Aleksandar Milivojevic alex@milivojevic.org wrote:
Exactly, that was what got myself confused too. SAN doesn't provide "safe" concurent access to device by itself,
Agreed. But it does provide the ability for multiple hosts to target the same space, and handle _some_ that coherency on the storage end. That doesn't replace what needs to go on the host-end, but it can work in conjunction with it.
According to those I spoke to at CORAID, you could not have 2 systems accessing the same space. If you try to access space while it believes another is accessing it (such as a failed node), it won't work.
If this has now changed, please let me know. But the last time I discussed this, they did not implement certain features that you will find in multi-targettable SCSI, iSCSI and FC solutions.
They expect 100% host-side resolution of everything. E.g., there is a reason why SCSI-2 (SCSI/SAS), TCP (iSCSI), etc... is "safer" than Ethernet -- there are acknowledgements. With CORAID's solution, the hosts have to do extra checking to confirm buffers have been written, etc..., and it's not exactly fool-proof -- unlike SCSI-2, TCP, etc...
AoE does not address many of these issues from what I read just a few months ago. Things that SCSI-2 and TCP do!
you need to have cluster-aware file system running on top of it.
Of course. I never argued otherwise. I merely stated that the more you can address at the target, the less the host and the more efficient, higher-performance and "safer" the clustering can be.
From all the _lack_ of features in AoE, it doesn't leave me
with a warm'n fuzzy feeling. Every single rep I spoke to basically said consider AoE little better than Oracle's FireWire hack. They recommended I _never_ have 2 system use the same area, not even in a cluster setup, if I wanted SCSI/iSCSI/FC like switchover.

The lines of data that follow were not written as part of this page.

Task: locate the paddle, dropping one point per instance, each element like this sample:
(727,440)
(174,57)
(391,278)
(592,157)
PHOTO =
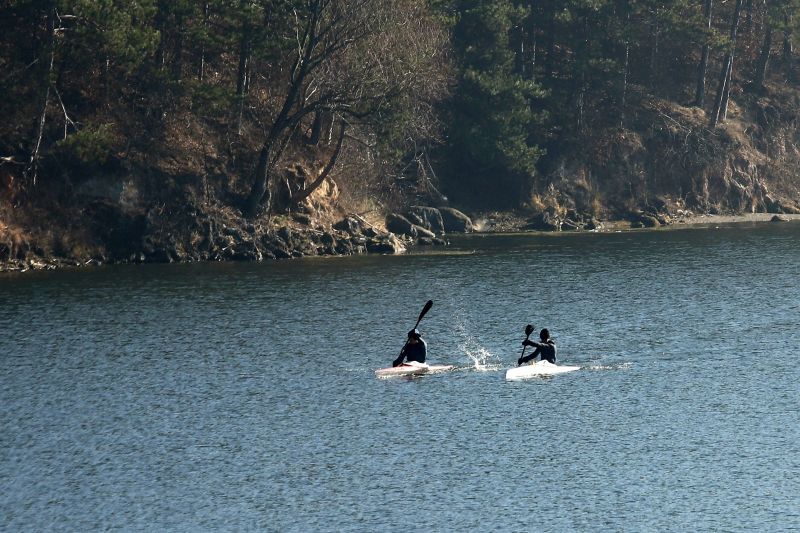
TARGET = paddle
(422,313)
(528,331)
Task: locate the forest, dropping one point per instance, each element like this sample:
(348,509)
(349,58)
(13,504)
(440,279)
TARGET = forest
(252,107)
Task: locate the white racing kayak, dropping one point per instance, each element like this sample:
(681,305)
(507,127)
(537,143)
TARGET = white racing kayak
(539,368)
(411,368)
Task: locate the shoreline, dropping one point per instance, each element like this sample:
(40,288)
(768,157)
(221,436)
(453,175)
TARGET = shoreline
(677,222)
(39,264)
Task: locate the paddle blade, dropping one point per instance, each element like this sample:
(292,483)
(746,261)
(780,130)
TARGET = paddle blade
(425,309)
(528,331)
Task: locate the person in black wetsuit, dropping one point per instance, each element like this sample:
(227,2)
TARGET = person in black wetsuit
(415,349)
(546,348)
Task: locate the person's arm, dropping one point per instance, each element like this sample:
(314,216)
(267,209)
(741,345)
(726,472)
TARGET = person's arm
(399,360)
(531,357)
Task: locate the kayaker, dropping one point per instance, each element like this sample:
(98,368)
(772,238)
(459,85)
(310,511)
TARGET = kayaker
(546,348)
(415,349)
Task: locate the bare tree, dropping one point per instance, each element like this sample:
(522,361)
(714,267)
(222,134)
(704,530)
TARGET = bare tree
(358,59)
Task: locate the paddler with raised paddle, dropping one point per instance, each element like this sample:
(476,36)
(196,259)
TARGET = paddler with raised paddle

With SAN, one would always configure zones (on the switch) and/or LUN masking (on storage device) to prevent clients fighting for the storage and corrupting data.
And the CORAID does that too.
But at the same time, most multi-targettable SCSI/SAN solutions define various functions to ensure acknowledgement of buffer commits to disk, watchdog services to check if a node is no longer accessing the area (freeing up the lock so the failover system can mount read/write), etc... Others offer multiple read mounts to the same area from multiple systems, etc...
There is just a _darth_ of features in CORAID's protocol versus SCSI-2, TCP, etc... IMHO. Those drastically affect the ability to do "well designed clustering/fail-over" IMHO. If you press the CORAID people on them, they'll admit areas where they are deficient as a storage solution for a fail-over cluster.
As I said before, it's almost as bad as using Oracle's FireWire hack. It isn't anything like a typical SAN designed for fail-over as a target from multiple-hosts.
NAS offers safe concurent access (generally, there might be some NAS devices outthere that do not). NAS device will manage file system internally, and export it over NFS or SMB protocols to the clients.
Such NAS' are a combined host+storage aka "filer." They have many advantages over SAN -- especially in their fail-over and/or load-balancing capabilities.
It's going to be slower and less efficient than SAN device though (because of the upper protocol overhead),
Oh, it all depends on the design of the NAS. NetApp does a pretty damn fine job with their designs (long story).
and the set of features offered by file system might not be what would be available if file system was managed by client's operating system itself.
But there's many other benefits. But that is a larger discussion.
All I wanted people to know is that AoE doesn't have a lot of features you'll find in SCSI-2, TCP, etc... when it comes to using it as a fail-over storage solution. I would highly recommend you not use it as such.